The report calculated the impact of tariffs and non-tariff barriers to trade on companies in the UK and in the remaining 27 EU nations, estimating direct costs of around £31 billion (€35.12 billion) for EU exporters and around £27 billion (€30.59 billion) for UK exporters, with non-tariff barriers having greater consequence than the tariffs themselves.

Although the financial costs of this type of hard Brexit would be greater for EU27 nations in numerical terms, the impact would proportionately be four times larger for the UK as a percentage of gross value added. London would be hit particularly hard, due to the likely loss of the British capital's status as a financial hub if it lost its free access to European markets.
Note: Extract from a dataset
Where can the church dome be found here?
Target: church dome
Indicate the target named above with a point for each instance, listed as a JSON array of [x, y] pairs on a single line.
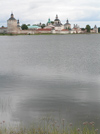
[[12, 17], [56, 19]]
However, many parts of Europe would also suffer considerable economic losses - in Germany, the states of Bavaria, North Rhine-Westphalia, Baden-Wuerttemberg and Lower Saxony would be expected to shoulder around 70 per cent of the country's direct export losses, due to their leading global positions in automotive and manufacturing, while Ireland's agricultural sector would be hit hard if its UK customer base was suddenly curtailed.

Certain sectors set to be affected more than others

These findings are indicative of another important trend highlighted by the report - namely, the fact that certain industries and types of company are likely to be affected more harshly than others.

Indeed, the analysis indicated that 70 percent of the aggregate impact of a shift to WTO trading rules would be localized to just five sectors in the UK - financial services; automotive; agriculture, food and drink; consumer goods; and chemicals and plastics. The picture for the EU27 nations is similar - the automotive; agriculture, food and drink; chemicals and plastics; consumer goods; and industrials sectors would incur an estimated 75 per cent of the economic losses, despite accounting for only 23 per cent of the bloc's output.

It was also warned that small firms may be particularly at risk from a hard Brexit, as they will find it much more difficult than their larger competitors to reorient their customer base and supply chains to focus on markets beyond the EU.

Mitigating the impact

The potentially worrying trends outlined by the report underline a need for businesses and policymakers alike to take steps to reduce the potential downsides that Brexit could bring for international trade.

Companies have been advised to develop contingency plans, re-localize their supply chains, develop revamped business models and overhaul their IT systems to cope better with the incoming changes - although, as noted, this will be easier for some organizations than others, depending on their size and industry background.

As such, the onus for realizing a less traumatic Brexit is likely to fall on lawmakers - for example, Oliver Wyman and Clifford Chance's report indicates that the successful negotiation of a customs arrangement equivalent to the current EU Customs Union would reduce the EU27 impact of Brexit to around £14 billion, or £17 billion for the UK.

Jessica Gladstone, partner at Clifford Chance, said: "Failing to prepare is preparing to fail. Given the difficulty of knowing exactly what turbulence lies ahead, many businesses are putting Brexit in the 'too hard' box.

"However, exporters that understand exactly what Brexit's risks and rewards could be for them will be able to implement the right plans at the right time to ensure that they are one of the winners, rather than one of the losers."